Он знал, что случится сегодня. Кожей он ощущал надвигающийся тайфун. Сегодня умрут многие. Сегодня начнется война. Война, которая унесет жизни тысяч, сотен тысяч. Война, которая поставит человека на одну ступень с животными.

Когда-то давно, в прошлой жизни, Бенжу думал, что война может принести славу. Что она может сделать его героем. Но теперь он твердо уяснил, что в любой войне нет ничего славного. В ней есть только страх, умение его преодолевать, которое дураки зовут храбростью, и смерть.

Его снова захлестнуло чувство глубокого отвращения к самому себе, к тому, чем он стал.

Пытаясь унять дрожь в пальцах, Бенжу, несмотря на ранний час, налил себе вина.
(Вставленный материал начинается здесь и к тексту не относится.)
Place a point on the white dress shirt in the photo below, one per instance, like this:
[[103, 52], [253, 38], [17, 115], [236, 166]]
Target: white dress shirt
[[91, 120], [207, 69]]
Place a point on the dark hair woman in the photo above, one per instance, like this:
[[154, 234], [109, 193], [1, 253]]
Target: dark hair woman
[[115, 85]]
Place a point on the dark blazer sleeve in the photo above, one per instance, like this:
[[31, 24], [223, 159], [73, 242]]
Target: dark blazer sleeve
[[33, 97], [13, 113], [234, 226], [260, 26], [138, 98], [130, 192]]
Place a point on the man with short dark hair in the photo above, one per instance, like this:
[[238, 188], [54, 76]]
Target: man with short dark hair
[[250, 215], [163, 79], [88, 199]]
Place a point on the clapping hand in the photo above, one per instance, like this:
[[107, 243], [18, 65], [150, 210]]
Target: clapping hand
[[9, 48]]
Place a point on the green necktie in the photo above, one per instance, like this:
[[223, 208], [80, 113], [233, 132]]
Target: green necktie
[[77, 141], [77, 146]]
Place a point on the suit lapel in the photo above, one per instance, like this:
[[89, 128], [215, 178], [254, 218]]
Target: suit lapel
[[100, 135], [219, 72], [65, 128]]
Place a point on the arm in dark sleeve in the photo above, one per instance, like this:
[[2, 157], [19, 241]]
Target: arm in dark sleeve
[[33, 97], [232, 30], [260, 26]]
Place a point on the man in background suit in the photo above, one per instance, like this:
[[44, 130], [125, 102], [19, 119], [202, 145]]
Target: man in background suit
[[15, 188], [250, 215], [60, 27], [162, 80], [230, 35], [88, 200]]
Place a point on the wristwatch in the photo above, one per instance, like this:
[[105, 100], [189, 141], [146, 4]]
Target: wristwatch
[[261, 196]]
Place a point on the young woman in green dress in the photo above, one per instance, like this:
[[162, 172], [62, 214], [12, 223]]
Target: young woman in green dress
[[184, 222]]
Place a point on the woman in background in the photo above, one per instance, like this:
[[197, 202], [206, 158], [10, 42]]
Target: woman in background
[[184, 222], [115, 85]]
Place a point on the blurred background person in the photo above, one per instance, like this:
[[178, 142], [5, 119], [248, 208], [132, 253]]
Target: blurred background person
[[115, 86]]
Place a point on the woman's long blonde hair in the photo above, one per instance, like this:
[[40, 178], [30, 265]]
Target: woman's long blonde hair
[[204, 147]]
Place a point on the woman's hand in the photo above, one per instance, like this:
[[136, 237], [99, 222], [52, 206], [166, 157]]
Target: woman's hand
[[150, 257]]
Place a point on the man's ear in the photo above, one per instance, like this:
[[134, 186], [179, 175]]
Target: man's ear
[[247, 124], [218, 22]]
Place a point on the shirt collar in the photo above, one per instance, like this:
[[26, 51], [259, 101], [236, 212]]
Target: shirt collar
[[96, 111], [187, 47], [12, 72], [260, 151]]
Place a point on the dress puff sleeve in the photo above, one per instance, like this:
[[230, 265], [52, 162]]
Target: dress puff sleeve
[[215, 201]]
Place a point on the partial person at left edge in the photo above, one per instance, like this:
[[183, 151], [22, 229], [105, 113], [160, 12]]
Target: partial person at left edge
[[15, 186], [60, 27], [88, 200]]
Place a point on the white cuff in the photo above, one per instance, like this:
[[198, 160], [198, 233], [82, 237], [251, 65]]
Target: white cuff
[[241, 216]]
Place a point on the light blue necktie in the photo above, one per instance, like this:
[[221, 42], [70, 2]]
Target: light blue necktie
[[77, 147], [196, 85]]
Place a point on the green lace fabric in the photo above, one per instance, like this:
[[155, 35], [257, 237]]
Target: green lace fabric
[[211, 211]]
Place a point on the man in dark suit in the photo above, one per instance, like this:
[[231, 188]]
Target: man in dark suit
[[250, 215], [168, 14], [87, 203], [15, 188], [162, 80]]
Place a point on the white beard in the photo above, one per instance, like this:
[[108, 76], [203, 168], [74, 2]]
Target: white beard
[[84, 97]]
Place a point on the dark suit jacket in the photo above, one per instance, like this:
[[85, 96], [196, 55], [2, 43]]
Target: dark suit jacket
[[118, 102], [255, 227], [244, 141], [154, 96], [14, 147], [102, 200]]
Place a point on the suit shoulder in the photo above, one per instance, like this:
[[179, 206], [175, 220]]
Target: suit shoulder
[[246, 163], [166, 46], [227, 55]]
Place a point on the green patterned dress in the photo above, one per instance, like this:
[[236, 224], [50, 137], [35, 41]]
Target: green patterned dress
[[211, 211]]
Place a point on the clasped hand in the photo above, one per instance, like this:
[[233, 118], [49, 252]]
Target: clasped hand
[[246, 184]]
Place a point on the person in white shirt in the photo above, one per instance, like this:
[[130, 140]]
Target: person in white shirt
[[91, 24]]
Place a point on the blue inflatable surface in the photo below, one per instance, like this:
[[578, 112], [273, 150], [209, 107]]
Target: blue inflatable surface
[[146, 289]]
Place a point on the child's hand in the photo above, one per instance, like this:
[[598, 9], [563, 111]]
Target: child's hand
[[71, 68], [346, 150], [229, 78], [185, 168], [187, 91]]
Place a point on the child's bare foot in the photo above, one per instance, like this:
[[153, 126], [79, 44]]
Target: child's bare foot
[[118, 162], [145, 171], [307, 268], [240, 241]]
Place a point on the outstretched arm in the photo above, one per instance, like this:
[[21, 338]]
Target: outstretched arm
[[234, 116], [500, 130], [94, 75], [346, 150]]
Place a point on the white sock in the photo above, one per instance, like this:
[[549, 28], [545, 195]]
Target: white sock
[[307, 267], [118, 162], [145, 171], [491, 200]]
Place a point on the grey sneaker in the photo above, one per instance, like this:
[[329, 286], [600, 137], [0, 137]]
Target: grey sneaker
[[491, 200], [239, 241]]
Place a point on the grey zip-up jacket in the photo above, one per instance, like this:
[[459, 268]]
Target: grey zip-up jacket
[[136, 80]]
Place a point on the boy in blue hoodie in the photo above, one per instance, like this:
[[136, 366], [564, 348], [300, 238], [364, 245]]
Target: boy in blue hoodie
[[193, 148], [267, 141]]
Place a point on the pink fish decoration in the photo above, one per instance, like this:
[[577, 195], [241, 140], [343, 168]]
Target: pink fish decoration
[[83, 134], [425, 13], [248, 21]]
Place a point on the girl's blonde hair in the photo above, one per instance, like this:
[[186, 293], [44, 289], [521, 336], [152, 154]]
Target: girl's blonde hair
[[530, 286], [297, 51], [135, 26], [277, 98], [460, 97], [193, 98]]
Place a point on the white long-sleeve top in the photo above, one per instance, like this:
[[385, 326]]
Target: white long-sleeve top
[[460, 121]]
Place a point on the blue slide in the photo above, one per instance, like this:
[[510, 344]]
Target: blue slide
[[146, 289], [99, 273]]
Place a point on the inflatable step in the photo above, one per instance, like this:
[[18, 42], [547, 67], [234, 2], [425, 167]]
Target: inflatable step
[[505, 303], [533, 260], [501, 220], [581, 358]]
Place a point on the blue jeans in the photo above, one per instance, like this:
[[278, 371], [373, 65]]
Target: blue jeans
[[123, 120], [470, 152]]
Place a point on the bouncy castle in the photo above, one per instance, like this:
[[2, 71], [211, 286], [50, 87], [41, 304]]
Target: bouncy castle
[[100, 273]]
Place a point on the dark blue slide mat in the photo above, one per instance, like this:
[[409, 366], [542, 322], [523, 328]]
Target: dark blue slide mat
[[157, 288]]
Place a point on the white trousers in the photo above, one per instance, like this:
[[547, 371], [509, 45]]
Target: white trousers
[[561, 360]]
Он допивал второй кубок, когда снаружи послышались первые крики. Беспорядочные выстрелы быстро сменились звоном клинков. Бенжу не стал смотреть в окно.

Он взялся за бутылку, чтобы налить третий кубок, но в этот момент входная дверь распахнулась от удара.

Оставшийся в городе гарнизон оказался не способен оказать серьезного сопротивления толпе жадных до крови дикарей. Варвары застали большую часть солдат в казармах, полуголых и сонных. После короткой стычки остатки легионеров побросали оружие.

Трупы павших сваливали в кучу прямо посреди главной площади – у основания кольев с отрубленными головами. Словно подношения павшим. Гномов, которые должны были сегодня отплывать, не тронули. Коротышек, Бенжу и ничего не понимающих горожан построили перед зданием ратуши. Городская площадь была похожа на бушующее грязное море – на ней столпилось не меньше тысячи одетых в шкуры бессов.

Немногие оставшиеся в живых солдаты стояли на коленях, со связанными за спиной руками. А позади каждого стоял берсерк с копьем.

Когда во двор вытащили еще не до конца протрезвевшего Квинта Уминора, тот бубнил что-то невразумительное и требовал свой меч. Ведро ледяной воды привело его в чувство. Осознав, что произошло, красноносый мужчина упал на колени и принялся молить о пощаде.

В этот момент толпа расступилась.

Вперед, верхом на красном жеребце, выехал статный мужчина. В отличие от большинства варваров, у этого напрочь отсутствовала борода. Длинные рыжие волосы с легким налетом седины, заплетенные во множество тонких косичек, аккуратно объединялись сзади в хвост. Голову мужчины венчал широкий стальной обруч. Несмотря на холод, на нем была лишь тонкая рубашка и кожаные штаны, заправленные в высокие сапоги.

– Знаешь, кто я? – спросил он у теперь уже бывшего коменданта Изерона.

Губы Квинта дрожали, то ли от холода, то ли от страха.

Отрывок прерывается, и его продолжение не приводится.